Alla Casa circondariale di Santa Maria Capua Vetere le infermerie dei reparti detentivi sono chiuse da oltre un anno. La sospensione, avviata il 15 luglio 2025 per interventi di ristrutturazione, non si è chiusa con la riapertura dei locali.
Il punto più controverso, secondo il Consipe – Polizia penitenziaria, è un altro: i lavori sarebbero ormai completati e gli ambienti pronti, ma le infermerie restano comunque inutilizzate.
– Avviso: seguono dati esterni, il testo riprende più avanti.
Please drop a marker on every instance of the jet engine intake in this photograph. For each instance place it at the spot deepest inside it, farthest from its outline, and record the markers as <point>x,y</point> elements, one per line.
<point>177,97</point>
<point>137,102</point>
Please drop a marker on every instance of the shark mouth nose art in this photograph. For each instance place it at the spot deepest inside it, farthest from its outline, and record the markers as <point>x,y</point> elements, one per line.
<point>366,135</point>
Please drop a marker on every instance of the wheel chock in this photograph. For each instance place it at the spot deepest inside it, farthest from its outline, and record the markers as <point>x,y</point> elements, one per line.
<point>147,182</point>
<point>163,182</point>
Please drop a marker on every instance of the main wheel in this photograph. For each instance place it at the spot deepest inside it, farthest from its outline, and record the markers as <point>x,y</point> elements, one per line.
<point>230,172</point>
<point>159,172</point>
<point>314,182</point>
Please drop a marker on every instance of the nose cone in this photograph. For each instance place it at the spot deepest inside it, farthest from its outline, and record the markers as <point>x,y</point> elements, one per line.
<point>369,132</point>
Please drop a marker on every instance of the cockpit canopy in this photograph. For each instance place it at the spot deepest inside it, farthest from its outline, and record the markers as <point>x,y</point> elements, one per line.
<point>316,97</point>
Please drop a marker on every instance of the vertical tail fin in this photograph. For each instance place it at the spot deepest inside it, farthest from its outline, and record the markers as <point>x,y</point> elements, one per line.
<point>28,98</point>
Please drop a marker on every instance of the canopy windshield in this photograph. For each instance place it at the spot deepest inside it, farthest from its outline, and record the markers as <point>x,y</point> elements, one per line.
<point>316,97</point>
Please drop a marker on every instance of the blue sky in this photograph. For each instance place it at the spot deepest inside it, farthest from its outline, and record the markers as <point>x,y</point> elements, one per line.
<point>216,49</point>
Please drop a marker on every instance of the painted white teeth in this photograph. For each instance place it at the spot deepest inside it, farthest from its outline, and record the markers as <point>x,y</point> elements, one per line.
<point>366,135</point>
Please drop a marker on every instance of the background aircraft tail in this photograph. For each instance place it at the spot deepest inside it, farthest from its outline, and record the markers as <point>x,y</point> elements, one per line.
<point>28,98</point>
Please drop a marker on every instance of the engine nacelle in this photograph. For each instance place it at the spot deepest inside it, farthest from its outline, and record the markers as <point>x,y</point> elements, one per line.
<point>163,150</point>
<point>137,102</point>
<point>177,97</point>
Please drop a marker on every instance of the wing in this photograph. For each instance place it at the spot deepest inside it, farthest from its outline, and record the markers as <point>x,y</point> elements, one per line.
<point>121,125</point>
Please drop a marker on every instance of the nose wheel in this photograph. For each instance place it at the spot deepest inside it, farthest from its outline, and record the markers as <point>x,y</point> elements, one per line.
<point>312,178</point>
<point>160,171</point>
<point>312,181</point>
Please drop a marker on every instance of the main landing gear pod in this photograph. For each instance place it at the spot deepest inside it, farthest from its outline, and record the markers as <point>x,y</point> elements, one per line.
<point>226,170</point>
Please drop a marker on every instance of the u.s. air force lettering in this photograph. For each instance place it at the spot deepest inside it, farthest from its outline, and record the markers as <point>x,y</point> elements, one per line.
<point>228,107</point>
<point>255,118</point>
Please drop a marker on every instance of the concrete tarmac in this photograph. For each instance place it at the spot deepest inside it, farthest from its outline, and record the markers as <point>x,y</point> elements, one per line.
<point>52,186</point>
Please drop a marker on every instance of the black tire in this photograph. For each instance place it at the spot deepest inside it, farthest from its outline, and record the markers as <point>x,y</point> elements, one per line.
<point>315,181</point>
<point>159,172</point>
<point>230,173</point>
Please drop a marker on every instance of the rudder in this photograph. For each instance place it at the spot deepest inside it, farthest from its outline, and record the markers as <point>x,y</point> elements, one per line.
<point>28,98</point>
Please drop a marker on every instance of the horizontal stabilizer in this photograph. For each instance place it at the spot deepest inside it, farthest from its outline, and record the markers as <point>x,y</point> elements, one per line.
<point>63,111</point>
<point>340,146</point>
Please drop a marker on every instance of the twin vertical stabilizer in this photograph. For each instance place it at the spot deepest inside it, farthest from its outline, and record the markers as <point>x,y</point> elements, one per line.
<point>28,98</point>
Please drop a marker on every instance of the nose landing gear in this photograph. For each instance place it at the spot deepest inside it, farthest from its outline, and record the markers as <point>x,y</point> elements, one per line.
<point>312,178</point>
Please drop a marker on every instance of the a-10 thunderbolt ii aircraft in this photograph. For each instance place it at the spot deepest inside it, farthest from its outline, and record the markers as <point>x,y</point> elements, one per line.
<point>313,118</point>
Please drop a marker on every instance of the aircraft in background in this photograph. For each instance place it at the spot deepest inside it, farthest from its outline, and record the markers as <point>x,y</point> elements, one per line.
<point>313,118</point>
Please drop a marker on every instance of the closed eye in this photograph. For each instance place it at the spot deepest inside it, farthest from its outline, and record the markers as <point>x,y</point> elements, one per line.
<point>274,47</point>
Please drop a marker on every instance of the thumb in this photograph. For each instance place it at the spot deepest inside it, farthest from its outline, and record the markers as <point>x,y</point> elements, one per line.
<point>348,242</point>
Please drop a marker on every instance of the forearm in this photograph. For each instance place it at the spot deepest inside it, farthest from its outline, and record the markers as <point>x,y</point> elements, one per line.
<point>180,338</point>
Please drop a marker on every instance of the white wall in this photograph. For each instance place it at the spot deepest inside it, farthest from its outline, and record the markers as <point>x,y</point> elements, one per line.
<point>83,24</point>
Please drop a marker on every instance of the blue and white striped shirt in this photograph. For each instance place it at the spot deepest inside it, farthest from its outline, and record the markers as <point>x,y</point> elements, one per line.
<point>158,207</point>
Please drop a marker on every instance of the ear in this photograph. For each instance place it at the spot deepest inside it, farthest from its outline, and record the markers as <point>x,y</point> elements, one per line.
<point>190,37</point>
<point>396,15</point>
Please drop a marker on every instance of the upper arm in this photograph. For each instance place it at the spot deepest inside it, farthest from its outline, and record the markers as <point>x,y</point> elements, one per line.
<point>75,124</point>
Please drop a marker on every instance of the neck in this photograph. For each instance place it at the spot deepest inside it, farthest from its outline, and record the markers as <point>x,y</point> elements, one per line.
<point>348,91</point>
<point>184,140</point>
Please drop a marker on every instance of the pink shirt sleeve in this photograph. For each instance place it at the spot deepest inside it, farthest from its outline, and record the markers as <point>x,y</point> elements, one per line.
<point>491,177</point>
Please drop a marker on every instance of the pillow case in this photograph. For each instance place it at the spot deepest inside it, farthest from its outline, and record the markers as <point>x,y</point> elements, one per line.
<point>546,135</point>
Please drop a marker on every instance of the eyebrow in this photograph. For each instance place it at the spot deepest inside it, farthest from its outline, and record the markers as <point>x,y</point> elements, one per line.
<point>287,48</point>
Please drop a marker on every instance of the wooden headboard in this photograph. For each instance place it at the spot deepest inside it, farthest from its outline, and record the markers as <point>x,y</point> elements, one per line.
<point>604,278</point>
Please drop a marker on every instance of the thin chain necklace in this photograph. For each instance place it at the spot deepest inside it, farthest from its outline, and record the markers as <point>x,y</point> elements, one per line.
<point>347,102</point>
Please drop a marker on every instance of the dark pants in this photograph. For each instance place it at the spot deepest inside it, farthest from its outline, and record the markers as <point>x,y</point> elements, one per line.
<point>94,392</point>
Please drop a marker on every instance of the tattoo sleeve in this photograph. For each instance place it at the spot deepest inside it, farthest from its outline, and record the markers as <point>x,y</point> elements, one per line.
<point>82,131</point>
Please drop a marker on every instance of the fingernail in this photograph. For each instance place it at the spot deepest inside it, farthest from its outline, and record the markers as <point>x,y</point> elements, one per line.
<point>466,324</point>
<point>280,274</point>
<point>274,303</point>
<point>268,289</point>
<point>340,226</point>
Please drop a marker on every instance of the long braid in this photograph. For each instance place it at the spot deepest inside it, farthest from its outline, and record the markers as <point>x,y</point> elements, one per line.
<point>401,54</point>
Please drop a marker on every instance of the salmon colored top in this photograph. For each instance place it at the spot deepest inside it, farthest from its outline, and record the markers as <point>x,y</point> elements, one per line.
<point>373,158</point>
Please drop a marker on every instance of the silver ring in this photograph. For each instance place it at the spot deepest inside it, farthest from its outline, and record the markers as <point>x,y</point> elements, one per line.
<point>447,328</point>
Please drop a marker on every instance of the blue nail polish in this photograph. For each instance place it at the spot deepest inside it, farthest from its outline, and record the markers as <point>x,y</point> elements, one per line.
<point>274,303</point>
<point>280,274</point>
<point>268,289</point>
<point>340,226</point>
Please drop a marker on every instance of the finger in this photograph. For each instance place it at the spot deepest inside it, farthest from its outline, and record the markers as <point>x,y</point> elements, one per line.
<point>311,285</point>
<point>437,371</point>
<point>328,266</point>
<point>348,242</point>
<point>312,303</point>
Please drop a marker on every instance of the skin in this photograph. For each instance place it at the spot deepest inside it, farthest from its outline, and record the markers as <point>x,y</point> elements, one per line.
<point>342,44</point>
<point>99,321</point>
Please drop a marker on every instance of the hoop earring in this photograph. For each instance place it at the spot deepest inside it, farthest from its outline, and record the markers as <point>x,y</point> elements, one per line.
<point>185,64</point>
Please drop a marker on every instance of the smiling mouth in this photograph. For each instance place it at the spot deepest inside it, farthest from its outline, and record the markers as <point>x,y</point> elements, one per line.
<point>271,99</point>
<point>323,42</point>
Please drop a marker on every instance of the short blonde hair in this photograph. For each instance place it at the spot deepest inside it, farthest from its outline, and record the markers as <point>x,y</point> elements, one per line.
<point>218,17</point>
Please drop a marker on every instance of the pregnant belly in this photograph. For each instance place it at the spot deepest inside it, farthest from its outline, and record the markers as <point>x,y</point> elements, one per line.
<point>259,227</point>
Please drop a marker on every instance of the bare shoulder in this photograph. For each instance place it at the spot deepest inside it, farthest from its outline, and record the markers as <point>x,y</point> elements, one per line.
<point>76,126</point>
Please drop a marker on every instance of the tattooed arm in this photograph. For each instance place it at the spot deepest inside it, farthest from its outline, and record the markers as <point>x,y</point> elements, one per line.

Il risultato è un corto circuito organizzativo che si ripete ogni giorno.
L’aggravio sui servizi di vigilanza
Finché i presidi di reparto non ripartono, terapie e prestazioni che potrebbero essere gestite in loco continuano a transitare dall’infermeria centrale. Tocca ai poliziotti penitenziari accompagnare e vigilare i detenuti, sottraendo uomini e tempo ad altri servizi istituzionali.
Il sindacato parla di un aggravio strutturale dei carichi di lavoro: non un’emergenza passeggera, ma una routine che consuma personale già sotto pressione.
«È inaccettabile»
Il segretario nazionale Francesco De Curtis non usa mezzi termini.«È incomprensibile e non più accettabile che, dopo oltre un anno dalla chiusura e con strutture oggi completamente ristrutturate, il personale debba continuare a sopportare un aggravio di lavoro per una situazione che avrebbe dovuto essere risolta da tempo».
E ancora: «Non possiamo assistere al paradosso di strutture pronte ma non utilizzate.Le inefficienze organizzative non possono essere scaricate sempre sulle spalle del personale».
Cosa chiede il sindacato
Il Consipe chiede un intervento urgente alla Direzione dell’istituto, al Provveditorato e al Dipartimento dell’Amministrazione penitenziaria. Obiettivo: sapere perché le infermerie di reparto non riaprono e fissare tempi immediati per la piena operatività.Il sindacato chiede anche una revisione concreta dell’organizzazione dei servizi, per ridurre gli accompagnamenti verso l’infermeria centrale e restituire al personale una gestione del lavoro sostenibile.
«I poliziotti penitenziari non possono continuare a essere la soluzione a ogni problema organizzativo», chiude De Curtis. «Dopo oltre un anno di disagi servono risposte, responsabilità e fatti. Se le infermerie sono state ristrutturate, devono essere utilizzate. Non c’è più tempo per ulteriori rinvii».